Sintesis Integratif: Harmonisasi Hak Asasi Manusia dan Maqaṣid al-Syari‘ah dalam Doktrin Penahanan

Dalam diskursus hukum kontemporer, sering kali muncul simplifikasi analitis yang memosisikan Syariat Islam dan Hak Asasi Manusia (HAM) sebagai dua entitas yang saling eksklusi atau bahkan kontradiktif. Namun, melalui analisis kritis yang lebih mendalam, penulis menemukan bahwa ketegangan tersebut bersifat superfisial. Pada level aksiologis, keduanya bertemu pada satu titik koordinat sentral penghormatan terhadap martabat manusia (Human Dignity) atau yang dalam terminologi Islam dikenal sebagai Karamah al-Insaniyyah. Penahanan dalam konteks Aceh tidak boleh dipandang sebagai ruang hampa hukum di mana HAM ditangguhkan demi Syariat, atau sebaliknya, melainkan harus dipandang sebagai pengejawantahan nilai-nilai luhur kemanusiaan yang bersifat universal sekaligus transendental.
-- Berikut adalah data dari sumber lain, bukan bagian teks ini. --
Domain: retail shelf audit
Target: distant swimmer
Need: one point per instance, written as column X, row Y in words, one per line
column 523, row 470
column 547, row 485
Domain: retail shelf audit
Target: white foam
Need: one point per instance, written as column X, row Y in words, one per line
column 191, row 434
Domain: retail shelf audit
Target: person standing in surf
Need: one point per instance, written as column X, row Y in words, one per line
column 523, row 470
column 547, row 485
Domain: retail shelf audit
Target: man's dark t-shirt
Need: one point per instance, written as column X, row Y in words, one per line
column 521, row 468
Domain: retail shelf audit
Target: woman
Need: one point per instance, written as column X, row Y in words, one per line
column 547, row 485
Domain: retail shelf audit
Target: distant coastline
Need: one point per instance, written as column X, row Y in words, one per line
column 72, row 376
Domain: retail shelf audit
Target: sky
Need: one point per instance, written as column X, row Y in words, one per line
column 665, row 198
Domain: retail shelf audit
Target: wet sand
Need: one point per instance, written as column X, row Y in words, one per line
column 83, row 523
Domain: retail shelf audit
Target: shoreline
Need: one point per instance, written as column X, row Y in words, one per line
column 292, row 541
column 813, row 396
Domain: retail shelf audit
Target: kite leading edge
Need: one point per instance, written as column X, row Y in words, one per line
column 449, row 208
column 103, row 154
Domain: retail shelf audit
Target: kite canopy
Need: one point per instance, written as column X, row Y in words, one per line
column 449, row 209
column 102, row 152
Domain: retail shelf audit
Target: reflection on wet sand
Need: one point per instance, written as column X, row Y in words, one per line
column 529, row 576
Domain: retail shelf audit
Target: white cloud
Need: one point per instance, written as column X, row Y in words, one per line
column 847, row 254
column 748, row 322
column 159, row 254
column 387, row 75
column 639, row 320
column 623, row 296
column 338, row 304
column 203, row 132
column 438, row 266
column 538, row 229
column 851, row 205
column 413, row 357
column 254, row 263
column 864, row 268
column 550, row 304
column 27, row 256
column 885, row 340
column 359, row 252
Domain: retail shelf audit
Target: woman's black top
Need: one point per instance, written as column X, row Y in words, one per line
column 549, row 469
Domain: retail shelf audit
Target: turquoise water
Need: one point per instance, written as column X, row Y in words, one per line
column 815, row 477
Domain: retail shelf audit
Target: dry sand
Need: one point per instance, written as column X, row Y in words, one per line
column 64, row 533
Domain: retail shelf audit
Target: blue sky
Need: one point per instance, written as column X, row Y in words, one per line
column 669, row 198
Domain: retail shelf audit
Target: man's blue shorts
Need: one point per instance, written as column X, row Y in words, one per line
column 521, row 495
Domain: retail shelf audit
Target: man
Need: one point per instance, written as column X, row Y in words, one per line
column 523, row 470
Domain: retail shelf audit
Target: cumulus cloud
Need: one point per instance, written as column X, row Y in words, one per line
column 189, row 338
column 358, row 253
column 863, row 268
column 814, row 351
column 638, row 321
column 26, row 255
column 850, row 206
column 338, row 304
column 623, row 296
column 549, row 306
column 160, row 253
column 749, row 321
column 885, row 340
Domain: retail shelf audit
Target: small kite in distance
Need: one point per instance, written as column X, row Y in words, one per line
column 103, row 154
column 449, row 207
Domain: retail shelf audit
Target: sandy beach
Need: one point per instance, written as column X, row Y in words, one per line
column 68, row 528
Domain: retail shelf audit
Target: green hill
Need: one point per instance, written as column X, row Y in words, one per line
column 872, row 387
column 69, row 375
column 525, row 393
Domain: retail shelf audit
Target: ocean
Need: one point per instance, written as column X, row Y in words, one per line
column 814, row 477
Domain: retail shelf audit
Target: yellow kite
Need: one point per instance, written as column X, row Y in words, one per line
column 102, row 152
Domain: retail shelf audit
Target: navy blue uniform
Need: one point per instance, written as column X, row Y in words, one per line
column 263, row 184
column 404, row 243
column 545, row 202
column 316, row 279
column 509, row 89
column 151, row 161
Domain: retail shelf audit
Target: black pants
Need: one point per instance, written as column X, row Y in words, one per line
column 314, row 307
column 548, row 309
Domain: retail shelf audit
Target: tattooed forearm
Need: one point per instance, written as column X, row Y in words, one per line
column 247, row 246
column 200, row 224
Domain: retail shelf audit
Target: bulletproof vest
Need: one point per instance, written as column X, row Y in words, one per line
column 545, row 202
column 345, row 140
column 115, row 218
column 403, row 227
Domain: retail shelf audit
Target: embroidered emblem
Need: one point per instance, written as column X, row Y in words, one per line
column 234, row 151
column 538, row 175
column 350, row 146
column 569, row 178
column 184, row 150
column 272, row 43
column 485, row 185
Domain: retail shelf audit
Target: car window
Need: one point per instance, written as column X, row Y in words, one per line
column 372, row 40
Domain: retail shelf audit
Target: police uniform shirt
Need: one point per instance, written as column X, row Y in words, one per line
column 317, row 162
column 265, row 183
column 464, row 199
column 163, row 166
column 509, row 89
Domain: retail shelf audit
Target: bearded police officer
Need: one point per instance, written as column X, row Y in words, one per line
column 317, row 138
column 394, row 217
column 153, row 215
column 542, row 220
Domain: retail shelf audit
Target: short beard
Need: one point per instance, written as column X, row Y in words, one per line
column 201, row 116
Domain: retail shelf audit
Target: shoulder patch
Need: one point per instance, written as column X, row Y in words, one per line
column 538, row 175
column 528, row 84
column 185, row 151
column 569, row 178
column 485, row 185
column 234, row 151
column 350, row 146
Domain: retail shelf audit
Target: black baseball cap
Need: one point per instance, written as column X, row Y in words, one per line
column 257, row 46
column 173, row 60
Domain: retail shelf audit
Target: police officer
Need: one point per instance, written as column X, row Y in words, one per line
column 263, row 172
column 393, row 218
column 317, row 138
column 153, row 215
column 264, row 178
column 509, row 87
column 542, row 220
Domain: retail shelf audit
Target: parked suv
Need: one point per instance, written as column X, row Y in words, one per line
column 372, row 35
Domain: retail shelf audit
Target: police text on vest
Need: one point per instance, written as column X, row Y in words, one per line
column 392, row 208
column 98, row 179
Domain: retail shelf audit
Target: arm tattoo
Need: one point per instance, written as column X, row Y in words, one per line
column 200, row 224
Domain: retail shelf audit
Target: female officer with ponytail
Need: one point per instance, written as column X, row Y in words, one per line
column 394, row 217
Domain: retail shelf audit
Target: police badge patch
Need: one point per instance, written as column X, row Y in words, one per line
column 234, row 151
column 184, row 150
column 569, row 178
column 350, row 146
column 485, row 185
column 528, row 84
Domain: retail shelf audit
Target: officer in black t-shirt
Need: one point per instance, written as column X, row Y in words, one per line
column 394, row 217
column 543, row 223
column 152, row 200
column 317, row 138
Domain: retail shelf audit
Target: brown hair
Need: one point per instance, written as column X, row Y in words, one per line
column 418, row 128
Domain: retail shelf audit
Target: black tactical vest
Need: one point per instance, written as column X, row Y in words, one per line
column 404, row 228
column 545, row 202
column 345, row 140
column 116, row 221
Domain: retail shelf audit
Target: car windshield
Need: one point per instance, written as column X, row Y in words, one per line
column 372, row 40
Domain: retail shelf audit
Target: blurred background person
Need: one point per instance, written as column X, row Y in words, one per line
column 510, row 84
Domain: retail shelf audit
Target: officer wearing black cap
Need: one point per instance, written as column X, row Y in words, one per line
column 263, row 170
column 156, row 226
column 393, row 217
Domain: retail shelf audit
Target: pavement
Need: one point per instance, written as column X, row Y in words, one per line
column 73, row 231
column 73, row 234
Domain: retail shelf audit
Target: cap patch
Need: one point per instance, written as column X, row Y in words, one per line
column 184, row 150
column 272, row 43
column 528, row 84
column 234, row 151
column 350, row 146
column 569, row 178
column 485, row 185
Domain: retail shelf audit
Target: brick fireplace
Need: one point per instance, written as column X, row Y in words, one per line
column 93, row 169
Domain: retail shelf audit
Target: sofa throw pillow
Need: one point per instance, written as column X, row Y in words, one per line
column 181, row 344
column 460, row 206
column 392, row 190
Secara epistemologis, integrasi ini dapat dipetakan melalui tiga dimensi fundamental. Pertama, dimensi legalitas. Di bawah payung hukum internasional, Pasal 9 Universal Declaration of Human Rights (UDHR) memberikan proteksi mutlak terhadap perampasan kebebasan yang bersifat arbitrer (sewenang-wenang). Secara paralel, Islam melalui prinsip Asl al-Bara’ah (asas praduga tak bersalah) melarang setiap bentuk penindasan tanpa basis hukum yang otoritatif. Penahanan yang sah wajib berpijak pada legitimasi syar’i dan regulasi negara (KUHAP), sebagai bentuk implementasi Hifz an-Nafs (perlindungan jiwa) dari tindakan tiran.

Kedua, dimensi teleologis (Tujuan). Jika perspektif HAM modern menekankan pada rehabilitasi sosial agar pelaku dapat berintegrasi kembali ke masyarakat, maka Maqaṣid al- Syarī‘ah memperkayanya dengan konsep Ta’dib. Penahanan bukan sekadar proses mekanis

untuk menunggu persidangan, melainkan sarana internalisasi adab. Sebagaimana ditegaskan oleh Ibnu Qayyim al-Jauziyyah, hukum syariat secara keseluruhan adalah keadilan, rahmat, dan hikmah. Maka, setiap kebijakan penahanan yang abai terhadap aspek perbaikan moral pelaku berarti telah keluar dari substansi syariat itu sendiri.

Ketiga, dimensi pelaksanaan. Larangan internasional terhadap penyiksaan (torture) dan perlakuan yang merendahkan martabat manusia berkorelasi linear dengan larangan Islam terhadap Ghulu (melampaui batas). Dalam konteks Aceh, harmoni ini mengikat Aparat Penegak Hukum (APH) untuk tetap disiplin pada batasan temporal yang rigid sebagaimana diatur secara limitatif dalam Pasal 100 sampai dengan Pasal 111 UU No. 20 Tahun 2025 tentang Hukum Acara Pidana.(KUHAP)

Kepatuhan terhadap batas waktu penahanan yang diatur dalam pasal-pasal tersebut diatas, bukan sekadar urusan pemenuhan administrasi peradilan, melainkan merupakan pemenuhan mandat agama untuk tidak menzalimi sesama (dhulm). Penahanan yang bermartabat wajib memastikan hak-hak dasar tersangka termasuk akses ibadah yang layak, pembinaan mental, dan jaminan kesehatantetap terpenuhi secara maksimal. Inilah manifestasi dari prinsip Ihsan dalam penegakan hukum bahwa meskipun raga dibatasi oleh jeruji besi berdasarkan hukum negara, jiwa dan martabat manusiawi tersangka harus tetap dijaga sebagai bentuk pertanggungjawaban moral yang transendental.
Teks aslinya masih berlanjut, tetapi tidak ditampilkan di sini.